The conventional reservoir simulation uses the local equilibrium assumption, where fluids are completely mixed and at equilibrium within individual gridblocks. This assumption allows for no bypassing of oil at the sub-grid scale in gas injection simulation. Oil bypassing by gas, however, always occurs due to micro and macroscopic heterogeneities, gravity, and front instability.
There are a few methods proposed in the literature that attempt to model the effects of sub-grid heterogeneity in gas injection simulation. The concept of miscible residual oil saturation (i.e., the Sorm method) excludes the immobile oil from flash calculations and explicitly models bypassed oil. However, the Sorm method cannot model bypassed oil recovery because it allows for no mass flux between the bypassed and flowing fractions. The alpha-factor method uses transport coefficients to adjust components’ flux in compositional simulation. It has been used to retain a desired amount of residual oil in history matching for predominantly single-phase flow. However, its applicability to partial miscibility conditions is not fully understood. This is likely because the presence of more phases with partial miscibility yields more non-linearity and severer non-uniqueness in the history matching process.
In this research, we develop an efficient method to model bypassed oil recovery in multiphase compositional simulation. Oil bypassing in gas injection simulation is first explained using dual-porosity-flow (DPF) models. We show that DPF can capture the characteristics of the dispersion-capacitance model, where oil held up in the bypassed fraction gradually migrates to the flowing fraction through intra-block mass flux. Fluid flow in the presence of capacitance is characterized using the DPF parameters; the bypassed fraction, throughput ratio (RT), and Peclet number.

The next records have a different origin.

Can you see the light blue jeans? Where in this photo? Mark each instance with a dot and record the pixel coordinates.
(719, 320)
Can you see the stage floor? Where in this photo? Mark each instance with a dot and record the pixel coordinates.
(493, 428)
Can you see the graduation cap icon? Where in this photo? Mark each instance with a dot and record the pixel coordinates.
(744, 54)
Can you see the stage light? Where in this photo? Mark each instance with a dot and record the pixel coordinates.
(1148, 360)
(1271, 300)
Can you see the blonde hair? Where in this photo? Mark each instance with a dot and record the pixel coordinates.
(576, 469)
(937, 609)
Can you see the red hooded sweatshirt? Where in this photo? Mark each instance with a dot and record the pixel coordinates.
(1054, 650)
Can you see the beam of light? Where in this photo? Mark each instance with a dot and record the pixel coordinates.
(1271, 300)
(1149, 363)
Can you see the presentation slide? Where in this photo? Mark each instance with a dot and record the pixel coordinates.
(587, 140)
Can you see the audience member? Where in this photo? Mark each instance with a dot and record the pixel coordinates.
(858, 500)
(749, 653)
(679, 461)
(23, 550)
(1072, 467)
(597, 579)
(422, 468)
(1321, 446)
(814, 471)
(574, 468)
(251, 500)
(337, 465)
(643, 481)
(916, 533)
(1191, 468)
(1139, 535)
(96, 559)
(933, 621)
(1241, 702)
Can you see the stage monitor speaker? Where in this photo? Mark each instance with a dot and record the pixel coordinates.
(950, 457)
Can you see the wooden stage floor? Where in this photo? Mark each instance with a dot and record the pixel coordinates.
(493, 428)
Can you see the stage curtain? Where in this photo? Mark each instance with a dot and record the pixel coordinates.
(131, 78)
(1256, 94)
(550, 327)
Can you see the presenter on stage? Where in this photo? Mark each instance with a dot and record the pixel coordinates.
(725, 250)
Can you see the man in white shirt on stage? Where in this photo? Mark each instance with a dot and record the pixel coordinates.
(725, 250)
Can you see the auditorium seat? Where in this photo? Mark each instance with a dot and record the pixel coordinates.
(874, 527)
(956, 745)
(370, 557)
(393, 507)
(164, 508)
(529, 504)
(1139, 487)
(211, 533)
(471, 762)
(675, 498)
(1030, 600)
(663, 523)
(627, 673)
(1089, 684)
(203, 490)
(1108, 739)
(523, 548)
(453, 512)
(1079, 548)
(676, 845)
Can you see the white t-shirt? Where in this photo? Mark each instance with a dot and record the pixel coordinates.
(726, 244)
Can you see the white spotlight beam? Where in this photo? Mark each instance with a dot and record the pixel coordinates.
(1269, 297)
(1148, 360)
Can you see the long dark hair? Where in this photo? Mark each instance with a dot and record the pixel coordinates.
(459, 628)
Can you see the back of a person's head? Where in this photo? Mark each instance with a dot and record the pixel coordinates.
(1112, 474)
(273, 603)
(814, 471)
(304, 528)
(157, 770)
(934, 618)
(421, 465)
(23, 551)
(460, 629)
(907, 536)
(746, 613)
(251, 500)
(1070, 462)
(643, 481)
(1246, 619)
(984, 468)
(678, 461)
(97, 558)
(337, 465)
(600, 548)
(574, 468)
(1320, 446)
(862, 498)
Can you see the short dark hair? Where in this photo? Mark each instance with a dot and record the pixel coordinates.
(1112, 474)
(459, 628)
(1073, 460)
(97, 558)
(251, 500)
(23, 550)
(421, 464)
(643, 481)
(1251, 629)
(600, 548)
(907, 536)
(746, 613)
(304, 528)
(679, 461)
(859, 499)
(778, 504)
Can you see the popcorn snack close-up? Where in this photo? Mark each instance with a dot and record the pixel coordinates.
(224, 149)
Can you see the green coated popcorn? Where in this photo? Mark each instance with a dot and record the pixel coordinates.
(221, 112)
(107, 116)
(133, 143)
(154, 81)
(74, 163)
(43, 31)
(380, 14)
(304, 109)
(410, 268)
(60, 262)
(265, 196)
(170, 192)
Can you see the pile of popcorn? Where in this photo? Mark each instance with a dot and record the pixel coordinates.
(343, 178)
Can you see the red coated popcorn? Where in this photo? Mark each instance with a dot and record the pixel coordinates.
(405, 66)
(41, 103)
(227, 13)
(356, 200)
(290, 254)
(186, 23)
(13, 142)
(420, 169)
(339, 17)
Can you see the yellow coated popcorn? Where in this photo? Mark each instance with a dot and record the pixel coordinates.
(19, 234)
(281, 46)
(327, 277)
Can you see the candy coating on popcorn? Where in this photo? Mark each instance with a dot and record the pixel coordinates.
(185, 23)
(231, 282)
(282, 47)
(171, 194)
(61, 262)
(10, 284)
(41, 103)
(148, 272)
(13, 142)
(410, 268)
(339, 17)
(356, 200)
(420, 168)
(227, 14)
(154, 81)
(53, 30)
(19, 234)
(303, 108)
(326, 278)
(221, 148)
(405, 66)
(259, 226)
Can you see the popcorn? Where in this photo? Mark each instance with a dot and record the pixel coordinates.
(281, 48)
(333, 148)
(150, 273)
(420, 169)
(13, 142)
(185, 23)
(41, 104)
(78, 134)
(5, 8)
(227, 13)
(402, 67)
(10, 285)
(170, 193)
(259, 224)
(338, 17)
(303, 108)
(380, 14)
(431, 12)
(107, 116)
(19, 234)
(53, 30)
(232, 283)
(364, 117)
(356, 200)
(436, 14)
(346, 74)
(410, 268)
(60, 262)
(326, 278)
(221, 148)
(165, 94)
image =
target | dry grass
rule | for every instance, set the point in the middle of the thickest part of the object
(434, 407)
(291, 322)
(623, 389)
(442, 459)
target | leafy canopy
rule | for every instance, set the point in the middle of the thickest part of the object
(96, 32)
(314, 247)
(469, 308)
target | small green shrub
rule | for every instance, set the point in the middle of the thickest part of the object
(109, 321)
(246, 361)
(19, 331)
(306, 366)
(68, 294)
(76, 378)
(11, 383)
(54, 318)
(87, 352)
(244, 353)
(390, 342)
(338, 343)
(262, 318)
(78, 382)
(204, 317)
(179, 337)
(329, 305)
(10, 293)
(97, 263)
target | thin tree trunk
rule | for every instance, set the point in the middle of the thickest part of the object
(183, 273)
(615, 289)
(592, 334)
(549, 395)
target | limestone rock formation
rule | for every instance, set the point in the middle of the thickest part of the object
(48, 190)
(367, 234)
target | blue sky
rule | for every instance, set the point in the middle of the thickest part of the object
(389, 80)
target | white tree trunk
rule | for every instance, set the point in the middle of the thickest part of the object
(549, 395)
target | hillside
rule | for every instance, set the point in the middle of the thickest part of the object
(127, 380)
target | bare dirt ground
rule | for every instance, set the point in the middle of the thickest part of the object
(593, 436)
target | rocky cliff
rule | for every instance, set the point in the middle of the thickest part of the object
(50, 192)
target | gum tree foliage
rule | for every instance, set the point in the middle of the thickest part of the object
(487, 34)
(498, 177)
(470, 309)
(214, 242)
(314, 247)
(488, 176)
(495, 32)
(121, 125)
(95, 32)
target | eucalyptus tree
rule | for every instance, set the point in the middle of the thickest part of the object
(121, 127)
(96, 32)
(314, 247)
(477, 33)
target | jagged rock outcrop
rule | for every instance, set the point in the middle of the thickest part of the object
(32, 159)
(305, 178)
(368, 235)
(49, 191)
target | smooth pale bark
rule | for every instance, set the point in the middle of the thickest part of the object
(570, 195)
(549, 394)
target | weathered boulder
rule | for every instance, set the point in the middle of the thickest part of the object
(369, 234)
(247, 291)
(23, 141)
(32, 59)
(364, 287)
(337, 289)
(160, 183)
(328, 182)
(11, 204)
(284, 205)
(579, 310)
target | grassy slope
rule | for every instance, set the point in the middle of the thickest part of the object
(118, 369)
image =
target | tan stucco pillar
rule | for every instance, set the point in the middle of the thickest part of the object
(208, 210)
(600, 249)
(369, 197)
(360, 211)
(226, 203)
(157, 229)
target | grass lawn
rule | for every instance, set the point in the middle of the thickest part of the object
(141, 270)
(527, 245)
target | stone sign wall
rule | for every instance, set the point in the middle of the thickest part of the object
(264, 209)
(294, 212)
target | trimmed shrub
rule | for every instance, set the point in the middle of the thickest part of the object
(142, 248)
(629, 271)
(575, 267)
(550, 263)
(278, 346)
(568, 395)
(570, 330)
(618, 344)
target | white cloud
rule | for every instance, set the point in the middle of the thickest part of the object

A new fluid characterization method is then used to efficiently reproduce DPF characteristics using a single-porosity-flow (SPF) model. An EOS fluid model is corrected for capacitance by adding heavier oil components that are characterized depending on RT. A case study demonstrates successful application of the new method to reflect capacitance effects observed in corefloods in field-scale gas injection simulation. Prediction of residual oil distribution within a reservoir depends significantly on how bypassed oil is modeled in the simulation. Unlike the alpha-factor method, our method requires no changes in the governing equations and in relative permeabilities.